You could notice that one benchmark finishes much faster than others. Discuss how we should simulate benchmarks to reduce the simulation errors.

[0 point] Assume that there are two processors and each processor has a cache which is described in Problem 5 ( see the below). The processors use the MSI coherence protocol. The coherence stats are denoted M, S, and I for Modified, Shared, and Invalid.
A sequence of one or more CPU operations is specified P#: op, address, -> value. P# designates the CPU (e.g., P0), op is the CPU operation (LDB: load byte, STB: store byte). address denotes the memory address, and -> value indicates the new word to be assigned on a write operation.
Each action occurs after the previous action is finished. (1) Show only the cache blocks that change, for example P0.B0: (I, 1, 0x01) indicates that CPU P0's block B0 (0 is the index number) has the final state of I, tag of 1, and data 0x1. Assume that the memory is initialized by all 0 at the beginning of the program. (2) Show the final state of the caches after all the following operations. (coherence state, cache tags, data, and index). To simplify the problem you do not need to draw the entire cache. You just need to fill out the relevant entries

P0: LDB 0x450

P0: STB 0x448 -> 0x4

P1: STB 0x450 -> 0x5

P1: LDB 0x450

P1: STB 0x448 -> 0x6

P0: LDB 0x450

P0: LDB 0x052

P0: STB 0x452 -> 0x7

P0: STB 0x852 -> 0x8

P0: LDB 0x1850

P1: LDB 0x850

P1: LDB 0x450

[0 point] A computer has a 128KB write back cache and 2MB physical memory.

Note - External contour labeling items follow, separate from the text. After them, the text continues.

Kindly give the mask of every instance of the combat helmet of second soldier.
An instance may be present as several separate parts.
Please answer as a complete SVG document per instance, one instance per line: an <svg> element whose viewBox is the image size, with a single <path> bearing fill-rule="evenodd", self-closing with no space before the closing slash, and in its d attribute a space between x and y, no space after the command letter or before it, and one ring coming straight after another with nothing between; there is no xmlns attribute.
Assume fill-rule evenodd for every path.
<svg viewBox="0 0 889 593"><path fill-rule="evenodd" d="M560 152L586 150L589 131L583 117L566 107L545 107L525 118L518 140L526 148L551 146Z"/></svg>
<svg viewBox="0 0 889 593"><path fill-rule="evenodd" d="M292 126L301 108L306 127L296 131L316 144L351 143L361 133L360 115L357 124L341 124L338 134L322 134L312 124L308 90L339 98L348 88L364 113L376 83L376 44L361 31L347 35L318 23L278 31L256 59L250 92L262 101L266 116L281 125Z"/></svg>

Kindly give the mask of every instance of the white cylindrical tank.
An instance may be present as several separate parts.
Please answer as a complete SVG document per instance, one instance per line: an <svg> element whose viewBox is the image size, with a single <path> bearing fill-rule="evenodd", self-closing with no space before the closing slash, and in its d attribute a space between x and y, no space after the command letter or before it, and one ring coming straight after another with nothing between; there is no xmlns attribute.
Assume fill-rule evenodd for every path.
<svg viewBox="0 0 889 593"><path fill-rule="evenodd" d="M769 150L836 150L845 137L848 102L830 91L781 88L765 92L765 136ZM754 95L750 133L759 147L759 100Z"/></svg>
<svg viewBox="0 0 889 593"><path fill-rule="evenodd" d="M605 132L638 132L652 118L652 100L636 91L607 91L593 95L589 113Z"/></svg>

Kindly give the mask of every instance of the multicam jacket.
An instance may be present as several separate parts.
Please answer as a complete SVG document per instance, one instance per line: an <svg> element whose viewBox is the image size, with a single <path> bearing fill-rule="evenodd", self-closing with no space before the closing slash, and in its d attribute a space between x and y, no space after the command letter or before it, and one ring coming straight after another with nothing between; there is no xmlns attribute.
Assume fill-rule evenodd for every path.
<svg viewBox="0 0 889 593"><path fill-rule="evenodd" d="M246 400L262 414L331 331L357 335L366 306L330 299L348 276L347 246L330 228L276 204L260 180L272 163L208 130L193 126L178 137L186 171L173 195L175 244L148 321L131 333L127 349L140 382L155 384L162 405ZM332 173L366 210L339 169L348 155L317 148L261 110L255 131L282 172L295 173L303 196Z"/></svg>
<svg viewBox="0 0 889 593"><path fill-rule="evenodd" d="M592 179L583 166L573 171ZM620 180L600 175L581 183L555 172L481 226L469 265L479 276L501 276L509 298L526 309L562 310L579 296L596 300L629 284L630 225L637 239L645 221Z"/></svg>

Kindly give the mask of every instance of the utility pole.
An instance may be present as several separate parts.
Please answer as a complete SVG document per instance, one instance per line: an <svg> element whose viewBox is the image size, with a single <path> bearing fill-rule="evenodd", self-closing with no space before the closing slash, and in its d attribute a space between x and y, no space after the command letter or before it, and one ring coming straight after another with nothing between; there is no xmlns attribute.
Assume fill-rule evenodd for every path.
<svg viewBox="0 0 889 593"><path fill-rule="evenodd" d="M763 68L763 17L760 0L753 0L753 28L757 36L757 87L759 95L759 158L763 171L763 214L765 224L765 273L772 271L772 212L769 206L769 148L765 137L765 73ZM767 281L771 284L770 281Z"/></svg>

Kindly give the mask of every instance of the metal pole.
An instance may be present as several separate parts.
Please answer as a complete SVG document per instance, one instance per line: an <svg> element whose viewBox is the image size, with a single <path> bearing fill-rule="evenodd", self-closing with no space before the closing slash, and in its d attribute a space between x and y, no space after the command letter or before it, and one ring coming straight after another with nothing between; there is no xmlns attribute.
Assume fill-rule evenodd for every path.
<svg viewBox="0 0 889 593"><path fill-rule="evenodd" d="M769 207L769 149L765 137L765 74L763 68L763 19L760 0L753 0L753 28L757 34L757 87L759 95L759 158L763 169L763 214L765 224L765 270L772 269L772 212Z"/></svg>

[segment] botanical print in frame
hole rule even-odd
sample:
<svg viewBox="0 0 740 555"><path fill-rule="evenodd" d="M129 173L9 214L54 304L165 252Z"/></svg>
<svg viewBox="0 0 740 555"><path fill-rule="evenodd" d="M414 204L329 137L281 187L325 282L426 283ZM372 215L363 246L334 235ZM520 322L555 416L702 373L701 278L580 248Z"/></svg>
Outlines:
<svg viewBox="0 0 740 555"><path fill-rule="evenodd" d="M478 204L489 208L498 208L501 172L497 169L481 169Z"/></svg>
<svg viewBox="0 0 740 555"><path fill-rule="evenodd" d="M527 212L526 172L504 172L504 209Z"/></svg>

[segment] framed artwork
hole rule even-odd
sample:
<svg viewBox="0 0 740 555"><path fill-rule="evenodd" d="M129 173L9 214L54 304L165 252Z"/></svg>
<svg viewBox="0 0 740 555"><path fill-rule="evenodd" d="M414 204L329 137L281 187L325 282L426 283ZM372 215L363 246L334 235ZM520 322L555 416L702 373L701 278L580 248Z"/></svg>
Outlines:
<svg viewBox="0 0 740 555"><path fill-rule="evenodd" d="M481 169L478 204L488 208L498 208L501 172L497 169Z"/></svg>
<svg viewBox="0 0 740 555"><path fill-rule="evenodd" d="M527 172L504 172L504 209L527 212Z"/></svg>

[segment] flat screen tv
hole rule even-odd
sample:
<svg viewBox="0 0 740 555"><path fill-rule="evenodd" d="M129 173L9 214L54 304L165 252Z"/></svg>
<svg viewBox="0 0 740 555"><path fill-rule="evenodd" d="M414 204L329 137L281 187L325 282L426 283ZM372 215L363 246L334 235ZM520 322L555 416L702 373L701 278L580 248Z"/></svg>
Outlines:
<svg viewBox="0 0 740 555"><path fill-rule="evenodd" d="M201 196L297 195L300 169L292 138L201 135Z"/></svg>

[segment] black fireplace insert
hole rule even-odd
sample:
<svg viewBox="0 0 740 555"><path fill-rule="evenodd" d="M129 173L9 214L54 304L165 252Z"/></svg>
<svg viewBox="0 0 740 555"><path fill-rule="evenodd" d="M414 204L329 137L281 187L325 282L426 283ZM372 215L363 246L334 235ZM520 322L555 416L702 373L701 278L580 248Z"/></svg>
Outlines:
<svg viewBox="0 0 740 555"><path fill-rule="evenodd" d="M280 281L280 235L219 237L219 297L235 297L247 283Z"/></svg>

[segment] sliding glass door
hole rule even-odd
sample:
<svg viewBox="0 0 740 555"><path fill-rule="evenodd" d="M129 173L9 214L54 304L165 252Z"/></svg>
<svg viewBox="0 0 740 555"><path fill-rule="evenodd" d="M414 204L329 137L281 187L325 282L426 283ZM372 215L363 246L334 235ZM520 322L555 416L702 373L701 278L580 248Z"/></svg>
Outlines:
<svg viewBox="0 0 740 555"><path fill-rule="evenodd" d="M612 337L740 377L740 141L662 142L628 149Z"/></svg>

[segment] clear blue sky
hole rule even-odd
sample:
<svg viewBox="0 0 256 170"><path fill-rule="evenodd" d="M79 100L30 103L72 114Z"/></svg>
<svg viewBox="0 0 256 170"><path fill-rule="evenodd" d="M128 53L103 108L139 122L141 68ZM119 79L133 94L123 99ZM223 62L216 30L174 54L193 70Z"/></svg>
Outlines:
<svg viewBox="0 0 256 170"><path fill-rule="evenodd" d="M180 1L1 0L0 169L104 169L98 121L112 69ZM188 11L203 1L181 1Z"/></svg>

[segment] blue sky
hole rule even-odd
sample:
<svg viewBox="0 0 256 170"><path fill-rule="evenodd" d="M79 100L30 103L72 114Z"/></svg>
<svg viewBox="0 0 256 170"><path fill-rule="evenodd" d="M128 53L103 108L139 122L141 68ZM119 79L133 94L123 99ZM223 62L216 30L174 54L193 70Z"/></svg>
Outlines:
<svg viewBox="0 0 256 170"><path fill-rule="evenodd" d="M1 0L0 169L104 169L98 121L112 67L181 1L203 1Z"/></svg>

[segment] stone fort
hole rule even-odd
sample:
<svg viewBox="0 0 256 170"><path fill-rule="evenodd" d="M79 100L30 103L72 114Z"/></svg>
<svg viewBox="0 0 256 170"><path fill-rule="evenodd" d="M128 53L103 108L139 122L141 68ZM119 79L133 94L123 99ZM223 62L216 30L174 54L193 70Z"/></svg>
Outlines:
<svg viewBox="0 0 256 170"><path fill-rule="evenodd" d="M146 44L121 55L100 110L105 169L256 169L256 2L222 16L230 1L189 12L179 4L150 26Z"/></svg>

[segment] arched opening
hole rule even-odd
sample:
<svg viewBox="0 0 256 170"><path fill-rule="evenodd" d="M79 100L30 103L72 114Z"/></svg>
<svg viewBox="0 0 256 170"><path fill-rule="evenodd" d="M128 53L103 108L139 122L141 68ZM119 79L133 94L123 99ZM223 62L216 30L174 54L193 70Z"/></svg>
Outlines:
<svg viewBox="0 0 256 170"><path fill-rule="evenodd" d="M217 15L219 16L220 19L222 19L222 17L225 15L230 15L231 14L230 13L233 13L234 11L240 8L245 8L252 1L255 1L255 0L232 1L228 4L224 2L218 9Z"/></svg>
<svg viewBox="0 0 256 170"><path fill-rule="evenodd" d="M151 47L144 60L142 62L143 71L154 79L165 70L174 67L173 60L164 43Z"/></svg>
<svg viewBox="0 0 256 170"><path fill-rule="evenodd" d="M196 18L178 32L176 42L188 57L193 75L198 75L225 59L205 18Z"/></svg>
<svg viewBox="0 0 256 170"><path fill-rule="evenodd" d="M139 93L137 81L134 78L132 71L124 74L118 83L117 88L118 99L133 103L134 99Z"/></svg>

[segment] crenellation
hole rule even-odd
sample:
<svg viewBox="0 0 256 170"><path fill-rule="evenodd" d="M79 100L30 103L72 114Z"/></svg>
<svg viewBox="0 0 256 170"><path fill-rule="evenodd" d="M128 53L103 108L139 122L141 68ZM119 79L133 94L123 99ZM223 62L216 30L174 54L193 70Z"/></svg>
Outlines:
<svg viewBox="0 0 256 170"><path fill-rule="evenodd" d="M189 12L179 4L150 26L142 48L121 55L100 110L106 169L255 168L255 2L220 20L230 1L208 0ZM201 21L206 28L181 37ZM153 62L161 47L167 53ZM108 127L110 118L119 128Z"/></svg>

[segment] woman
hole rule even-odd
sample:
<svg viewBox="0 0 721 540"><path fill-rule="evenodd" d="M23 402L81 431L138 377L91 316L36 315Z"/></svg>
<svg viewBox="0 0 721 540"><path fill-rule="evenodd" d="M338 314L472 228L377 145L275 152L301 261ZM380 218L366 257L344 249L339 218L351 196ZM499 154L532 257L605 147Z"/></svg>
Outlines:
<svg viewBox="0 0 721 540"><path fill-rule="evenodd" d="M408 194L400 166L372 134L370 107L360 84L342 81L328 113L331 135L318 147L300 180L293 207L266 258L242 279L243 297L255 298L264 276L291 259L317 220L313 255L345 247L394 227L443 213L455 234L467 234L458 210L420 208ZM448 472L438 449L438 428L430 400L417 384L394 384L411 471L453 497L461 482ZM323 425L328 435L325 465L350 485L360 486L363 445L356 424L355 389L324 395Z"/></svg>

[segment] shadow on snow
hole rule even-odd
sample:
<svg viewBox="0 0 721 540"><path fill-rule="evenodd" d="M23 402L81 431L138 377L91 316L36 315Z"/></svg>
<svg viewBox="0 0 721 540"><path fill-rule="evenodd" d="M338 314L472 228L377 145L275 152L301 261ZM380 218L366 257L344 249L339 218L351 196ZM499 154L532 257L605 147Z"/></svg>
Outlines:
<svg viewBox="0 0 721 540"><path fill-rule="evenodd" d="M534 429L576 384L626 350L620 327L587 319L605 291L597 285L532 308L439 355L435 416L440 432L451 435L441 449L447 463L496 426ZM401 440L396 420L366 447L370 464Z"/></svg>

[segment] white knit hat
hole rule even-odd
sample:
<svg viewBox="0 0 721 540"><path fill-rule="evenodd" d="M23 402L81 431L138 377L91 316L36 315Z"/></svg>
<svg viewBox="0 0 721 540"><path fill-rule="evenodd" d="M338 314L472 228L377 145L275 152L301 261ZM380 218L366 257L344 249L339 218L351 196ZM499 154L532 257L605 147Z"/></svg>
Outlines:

Each cache block is 16B, the cache is 2-way set associative and uses the true LRU replacement policy. Assume 26-bit virtual address space and byte-addressable memory. It uses a 1KB page size. The cache uses a physical tag and physical index. How big (in bits) is the tag store? The cache uses MSI protocol and assume that we need 2 bits to indicate cache coherence states.

[0 point] The FRFCFS dram memory scheduler shows better performance than the FCFS dram scheduler. Why is it?

(Additional question) p% of a program is vectorizable. We wish to run it on a multiprocessor. Assume we have an unlimited number of processing elements. If the maximum speedup achievable on this program is 30, what is p?